Car l’avenir du Printemps de Tunis ne fut pas celui que j’avais espéré. L’absence de la menace extérieure ne suffisait pas pour créer les conditions de possibilité d’une transition démocratique. On devait aussi – et je l’avais négligé – prendre en considération les forces à l’œuvre dans la société tunisienne elle-même. Pourtant, j’aurais dû y penser. Car s’il y avait bien une analogie avec la Tchécoslovaquie ce n’était pas avec celle de la « révolution de velours » de 1989. Non. La situation tunisienne rappelait plutôt celle qui prévalait en Tchécoslovaquie à la veille du « coup de Prague » de février 1948, ce «février victorieux» où les communistes réussirent à instaurer un régime totalitaire grâce aux instruments que la démocratie même mettait à leur disposition.

Il faut se souvenir, en effet, que, semblables en cela aux «frères» tunisiens, les «camarades» tchèques étaient arrivés au pouvoir par la voie démocratique. Ils avaient recueilli près de 40% des suffrages aux élections de 1946, les premières élections libres d’après-guerre. Et je repère dans la situation tunisienne d’autres traits encore qui rappellent la Tchécoslovaquie des années 1946/48. Rappelons les faits.

Profitant de leur victoire, les communistes ont nommé leurs hommes à tous les postes clé, dans l’armée et la police notamment. Ils ont formé et armé des milices populaires qui quadrillaient la population et semaient la terreur. Ils ont procédé à des arrestations d’opposants potentiels. Le 20 février 1948, en protestation contre cette confiscation progressive du pouvoir, les ministres des partis d’opposition ont démissionné. Et le 25 février, le gouvernement a été remanié au profit des seuls membres du parti et de leurs « compagnons de route ». Ainsi s’accomplissait le « coup de Prague » inaugurant un régime totalitaire qui allait durer 40 ans et dévorer bientôt ses propres enfants.

Le coup accompli, il ne restait au gouvernement qu’un seul ministre qui, bien qu’étiqueté « sans parti » , était ouvertement non communiste - l’emblématique Jan Masaryk, le fils du fondateur de l’Etat tchécoslovaque. L’affaire fut vite réglée. Le 10 mars 1948, son corps sans vie fut retrouvé au bas de son logement de fonction du Ministère des Affaires Etrangères. On conclut au suicide.

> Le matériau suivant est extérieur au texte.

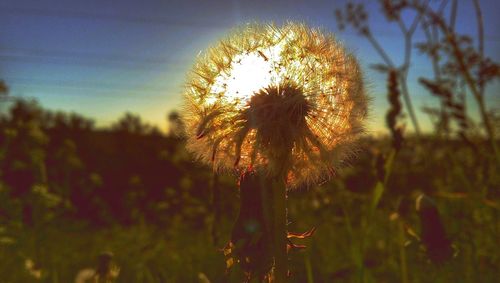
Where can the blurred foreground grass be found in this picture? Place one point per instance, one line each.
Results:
(69, 192)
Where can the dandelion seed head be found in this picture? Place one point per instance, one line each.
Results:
(287, 100)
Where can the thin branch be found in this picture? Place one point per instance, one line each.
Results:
(417, 19)
(453, 15)
(480, 34)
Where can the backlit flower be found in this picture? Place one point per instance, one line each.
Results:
(288, 101)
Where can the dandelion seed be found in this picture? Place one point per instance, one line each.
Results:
(288, 101)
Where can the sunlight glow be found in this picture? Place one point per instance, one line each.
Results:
(249, 73)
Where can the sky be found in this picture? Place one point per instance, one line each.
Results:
(104, 58)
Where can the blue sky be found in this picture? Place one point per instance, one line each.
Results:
(102, 58)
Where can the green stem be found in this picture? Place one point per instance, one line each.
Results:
(402, 253)
(279, 232)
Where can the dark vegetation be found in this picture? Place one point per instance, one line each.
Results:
(69, 191)
(410, 208)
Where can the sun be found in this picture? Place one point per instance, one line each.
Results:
(287, 100)
(249, 73)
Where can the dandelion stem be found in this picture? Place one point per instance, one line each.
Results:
(279, 232)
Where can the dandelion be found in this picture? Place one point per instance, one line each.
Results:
(288, 101)
(285, 102)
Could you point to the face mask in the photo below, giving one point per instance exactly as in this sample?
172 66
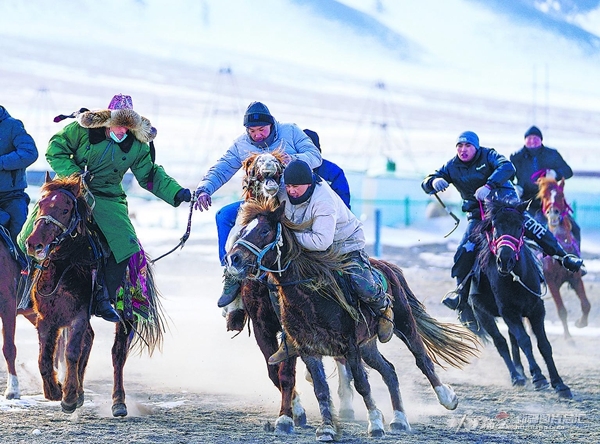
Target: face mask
114 137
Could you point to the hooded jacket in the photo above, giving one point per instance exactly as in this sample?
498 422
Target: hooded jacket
17 152
487 167
333 224
83 144
287 137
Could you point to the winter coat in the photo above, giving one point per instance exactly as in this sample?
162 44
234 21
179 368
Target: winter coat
17 152
487 167
333 224
76 147
288 137
528 161
336 179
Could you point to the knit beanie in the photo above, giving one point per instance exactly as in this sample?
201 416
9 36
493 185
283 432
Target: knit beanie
297 173
258 114
468 137
533 131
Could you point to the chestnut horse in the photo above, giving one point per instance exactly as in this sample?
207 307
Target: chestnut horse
261 181
67 259
9 284
557 212
319 321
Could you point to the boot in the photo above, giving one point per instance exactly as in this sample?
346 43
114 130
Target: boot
104 308
231 290
385 328
284 352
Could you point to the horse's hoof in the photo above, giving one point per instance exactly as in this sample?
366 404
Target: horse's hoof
326 433
119 409
518 381
284 425
541 384
400 423
68 408
563 391
347 414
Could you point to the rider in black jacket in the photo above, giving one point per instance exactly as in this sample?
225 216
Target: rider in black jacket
479 173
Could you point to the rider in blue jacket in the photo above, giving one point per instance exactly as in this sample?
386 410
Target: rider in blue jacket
479 173
17 152
263 134
331 173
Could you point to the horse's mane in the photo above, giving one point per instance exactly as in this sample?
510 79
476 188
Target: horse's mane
321 266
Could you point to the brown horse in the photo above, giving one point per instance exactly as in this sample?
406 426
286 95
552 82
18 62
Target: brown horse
9 282
261 181
63 281
557 212
319 320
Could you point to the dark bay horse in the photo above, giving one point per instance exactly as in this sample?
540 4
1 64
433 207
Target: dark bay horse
320 322
9 282
557 212
508 286
63 279
261 181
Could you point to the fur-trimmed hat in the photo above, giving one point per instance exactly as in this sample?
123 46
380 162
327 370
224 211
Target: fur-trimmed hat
119 113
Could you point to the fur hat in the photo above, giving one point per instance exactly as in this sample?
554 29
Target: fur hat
533 131
258 114
119 113
468 137
297 173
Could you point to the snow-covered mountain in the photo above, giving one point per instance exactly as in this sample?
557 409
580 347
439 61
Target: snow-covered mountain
378 79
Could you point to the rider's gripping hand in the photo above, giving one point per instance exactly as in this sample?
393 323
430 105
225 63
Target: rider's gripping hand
183 195
203 201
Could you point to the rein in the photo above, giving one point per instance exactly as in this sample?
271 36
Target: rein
276 244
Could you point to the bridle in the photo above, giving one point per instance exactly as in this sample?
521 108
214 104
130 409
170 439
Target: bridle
260 253
66 231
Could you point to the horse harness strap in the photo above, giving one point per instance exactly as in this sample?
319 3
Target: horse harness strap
277 244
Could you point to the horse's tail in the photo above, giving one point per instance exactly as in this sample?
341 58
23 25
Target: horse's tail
448 342
149 333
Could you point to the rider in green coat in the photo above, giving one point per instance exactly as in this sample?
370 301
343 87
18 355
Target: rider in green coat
105 144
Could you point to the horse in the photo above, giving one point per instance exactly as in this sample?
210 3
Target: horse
319 320
557 212
66 255
9 284
261 181
507 285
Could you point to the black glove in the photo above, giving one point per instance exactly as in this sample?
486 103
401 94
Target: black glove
183 195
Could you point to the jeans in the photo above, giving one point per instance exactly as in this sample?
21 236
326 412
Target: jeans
225 218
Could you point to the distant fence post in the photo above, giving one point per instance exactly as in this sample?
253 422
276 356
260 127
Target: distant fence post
377 245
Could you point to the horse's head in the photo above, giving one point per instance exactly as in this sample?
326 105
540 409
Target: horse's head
62 212
259 246
554 205
263 174
505 232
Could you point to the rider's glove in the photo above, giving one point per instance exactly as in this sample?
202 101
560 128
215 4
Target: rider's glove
439 184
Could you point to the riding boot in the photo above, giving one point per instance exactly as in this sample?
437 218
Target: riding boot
551 247
231 289
385 327
113 277
103 307
286 350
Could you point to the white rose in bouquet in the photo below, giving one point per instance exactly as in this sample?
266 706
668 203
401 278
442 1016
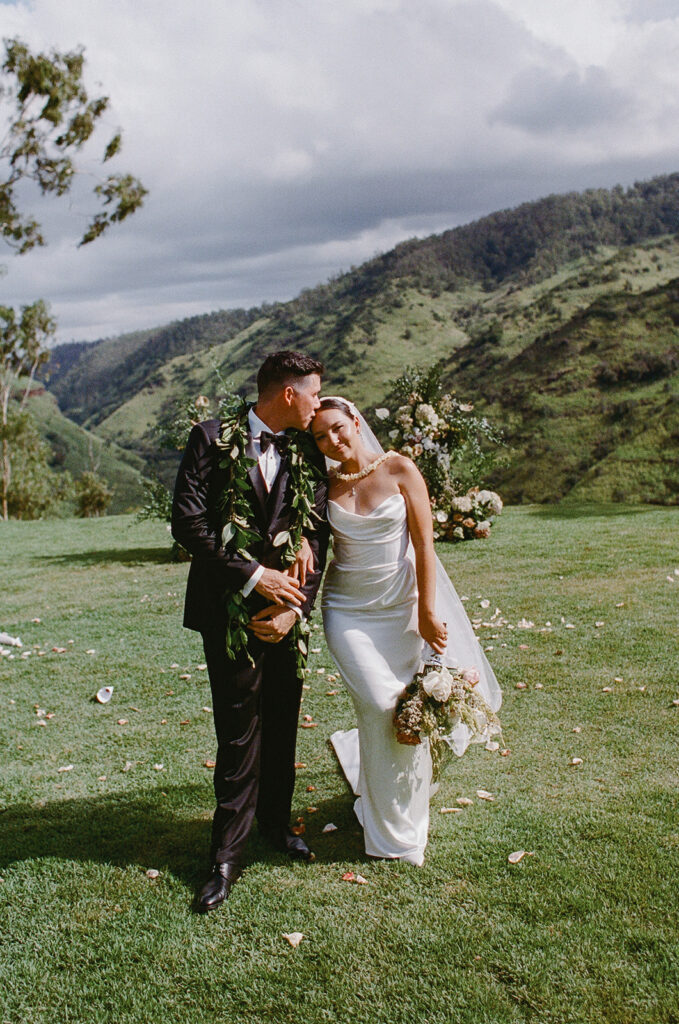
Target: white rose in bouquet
425 415
492 500
438 684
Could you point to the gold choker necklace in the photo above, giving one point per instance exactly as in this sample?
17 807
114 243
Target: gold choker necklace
347 477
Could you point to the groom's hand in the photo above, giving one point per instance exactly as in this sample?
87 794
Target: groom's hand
272 624
279 587
303 564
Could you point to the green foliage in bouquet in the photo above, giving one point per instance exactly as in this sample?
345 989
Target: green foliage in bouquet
452 445
437 700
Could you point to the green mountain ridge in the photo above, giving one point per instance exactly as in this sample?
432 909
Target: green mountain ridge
556 318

Une foule immense suivit ses obsèques portant le deuil d’un homme et d’une démocratie.
 
En voyant à la télévision les images de la foule rassemblée autour du cercueil de Mohamed Brahmi, je ne pouvais m’empêcher de penser à l’émotion qui fut celle des miens ce jour-là.

Certes, en Tunisie rien n’est joué encore et un « coup de Tunis » n’est pas une fatalité. Comment l’éviter ? L’histoire tchèque ne donne pas de clé. Mais, assurément, sans l’unité et la coordination des forces démocratiques rien ne sera possible. A cet égard, ces deux petits pays, la Tchécoslovaquie et la Tunisie, avaient chacun dans sa région une spécificité et un atout: l’expérience – aussi courte et imparfaite qu’elle ait été – de l’état de droit démocratique instauré après l’indépendance par leurs pères fondateurs, Masaryk et Bourguiba. Les Tchèques n’ont pas su (pas pu ?) la mettre à profit en 1948. Souhaitons qu’à la faveur d’une situation géopolitique plus propice, les Tunisiens de 2013 ne fassent pas la même erreur.